I'm having a little trouble understanding the best way to perform some
tabular file manipulations in Galaxy. I have several tabular files,
which contain different numbers of columns, which I want to combine
using a single column containing an identifier (which must match for
the rows to be combined).


File 1 contains,
c1 = ID
c2 = Score1a

File 2 contains,
c1 = ID
c2 = Score2a
c3 = Score2b
c4 = Score2c

File 3 contains,
c1 = ID
c2 = Score3a
c3 = Score3b

Desired combined file containing:

c1 = ID
c2 = Score1a
c3 = Score2a
c4 = Score2b
c4 = Score2c
c6 = Score3a
c7 = Score3b

I have worked out how to do this with two calls to the "Join two
Datasets" tool, but this results in the repetition of the join column
(ID in this example), so a final clean-up is required using the "Cut"
tool (which breaks the column assignments).

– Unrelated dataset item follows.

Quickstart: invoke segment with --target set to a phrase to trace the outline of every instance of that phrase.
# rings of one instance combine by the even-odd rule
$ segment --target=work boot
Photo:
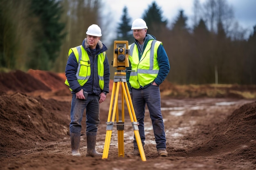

The more flexible "Column Join" tool would let me combine an arbitrary
number of files, but is designed for input files containing the same
column structure.

Is there a better way to do this with Galaxy as it stands?

Alternatively, would adding an option to the "Join two Datasets" tool
not to bother with the redundant column be widely useful?